二.聚合操作之group,distinct,count
count()方法可以查询统计符合条件的集合的总数
db.COLLECTION_NAME.count(<query>) // 此方法等价于 db.COLLECTION_NAME.find(<query>).count()
在分布式集合中,会出现计算错误的情况,这个时候推荐使用aggregate;
distinct命令可以找出给定键的所有去重之后的值。使用时也必须指定集合和键
db.runCommand({ distinct: "<collection>", key: "<field>", query: <query> }) //此方法等价于 db.collection.distinct(field, query)
参数说明:
collection :要查询的集合的名称
key:需要去重的字段的名称
query :可选参数, 指明查询条件,相当于SQL中的where语句
Group操作:mongodb2.2版本对于返回数据最多只包涵20000个元素,最多支持20000独立分组;对于超过20000的独立分组建议采用mapreduce;
db.runCommand({group:{ns: <namespace>,
key: <key>,
$reduce: <reduce function>,
$keyf: <key function>,
cond: <query>,
finalize: <finalize function>
}
}) //该方法等价于 db.collection.group({ key, reduce, initial [, keyf] [, cond] [, finalize] })
参数说明
ns:集合名称
key:用来分组文档的字段。和keyf两者必须有一个
keyf:可以接受一个javascript函数。用来动态的确定分组文档的字段。和key两者必须有一个
initial:reduce中使用变量的初始化
reduce:执行的reduce函数。函数需要返回值。
cond:执行过滤的条件。
finallize:在reduce执行完成,结果集返回之前对结果集最终执行的函数。可选的。

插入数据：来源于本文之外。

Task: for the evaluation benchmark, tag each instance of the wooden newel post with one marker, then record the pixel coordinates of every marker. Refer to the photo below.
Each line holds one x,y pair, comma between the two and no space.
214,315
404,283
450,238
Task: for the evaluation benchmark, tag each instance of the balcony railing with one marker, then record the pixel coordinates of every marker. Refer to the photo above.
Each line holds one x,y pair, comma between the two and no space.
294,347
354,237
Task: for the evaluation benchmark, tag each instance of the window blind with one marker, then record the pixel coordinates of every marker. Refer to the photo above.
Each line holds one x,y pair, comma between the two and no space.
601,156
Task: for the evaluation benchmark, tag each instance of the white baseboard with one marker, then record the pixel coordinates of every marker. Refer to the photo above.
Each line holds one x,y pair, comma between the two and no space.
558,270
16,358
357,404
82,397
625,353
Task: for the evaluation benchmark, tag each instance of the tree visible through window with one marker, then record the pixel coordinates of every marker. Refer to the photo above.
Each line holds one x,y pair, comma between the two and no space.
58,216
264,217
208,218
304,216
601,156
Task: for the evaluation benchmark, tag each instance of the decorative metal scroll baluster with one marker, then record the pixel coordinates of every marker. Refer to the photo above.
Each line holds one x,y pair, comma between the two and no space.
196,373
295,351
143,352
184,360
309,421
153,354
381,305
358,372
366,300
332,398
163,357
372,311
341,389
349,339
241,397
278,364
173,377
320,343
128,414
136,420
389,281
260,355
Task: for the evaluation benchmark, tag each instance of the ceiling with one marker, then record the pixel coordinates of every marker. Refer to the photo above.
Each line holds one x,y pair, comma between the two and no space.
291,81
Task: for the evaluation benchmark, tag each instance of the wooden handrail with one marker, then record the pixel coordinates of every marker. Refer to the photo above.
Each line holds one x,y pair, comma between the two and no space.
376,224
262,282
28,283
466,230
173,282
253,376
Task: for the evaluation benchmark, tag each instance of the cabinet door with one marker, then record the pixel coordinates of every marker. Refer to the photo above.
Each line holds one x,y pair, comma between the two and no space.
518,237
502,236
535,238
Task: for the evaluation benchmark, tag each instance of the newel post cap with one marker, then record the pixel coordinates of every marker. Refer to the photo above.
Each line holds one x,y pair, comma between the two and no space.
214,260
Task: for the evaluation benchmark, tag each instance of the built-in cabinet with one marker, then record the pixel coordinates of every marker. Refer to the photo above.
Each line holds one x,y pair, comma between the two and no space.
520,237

三.Mongodb数据统计分析:group by、count(distinct userId)
select
date_format(gmtCreate,'%Y%m%d') day,
count(1) shareCount,
count(distinct userId) shareUserCount
from t_share_log
where gmtCreate between str_to_date(20161001, '%Y%m%d') and str_to_date(20161231, '%Y%m%d');
mongodb命令行:
db.runCommand({group:
{
ns:"t_share_log",
cond : { "$and":[{"gmtCreate":{"$gt":new ISODate("2016-10-01T00:00:00.000Z")}}, {"gmtCreate":{"$lt":new ISODate("2016-12-31T23:59:59.999Z")}}]},
$keyf:function(doc){
var myDate = new Date(doc.gmtCreate);
var mm = '0'+(myDate.getMonth()+1);
var dd = '0'+myDate.getDate();
return {day:myDate.getFullYear()+''+mm.substring(mm.length-2)+''+dd.substring(dd.length-2)};
},
initial:{"shareCount" : 0 , "shareUserCount" : 0 , "userIdMap" : {}},
$reduce:function(doc, prev){
if(doc.userId != null){
prev.shareCount ++;
if(prev.userIdMap[doc.userId] == null) {
prev.shareUserCount ++;
prev.userIdMap[doc.userId] = 1;
}
}
},
finalize: function(doc){ delete doc.userIdMap; }
}
});
通过定义keyf的function格式化group by的日期值,再通过定义reduce:function函数借助userIdMap去重userId(相当于dintinct userId)
或者
db.col1.aggregate(
[{$group: {
_id: "$field1",
count: { $sum : 1 }
}}, {
$group: {
_id: "$_id",
count: { $sum : "$count" }
}},{
$out: "distinctCount"
}],
{allowDiskUse:true}
)
解释:The second $group
is not actually doing anything here since it’s just using the same _id value, as well as passing through the same output value to $sum
. Also $out
was introduced in the same version where the default .aggregate() output is actually a “cursor”, so previous problems with a result in a single BSON document are no longer a problem here. Other API’s than the shell might “default” to a BSON document, but they can easily be altered to return a “cursor” instead. You only need to use $out where you actually “intend” to create a new collection for the results.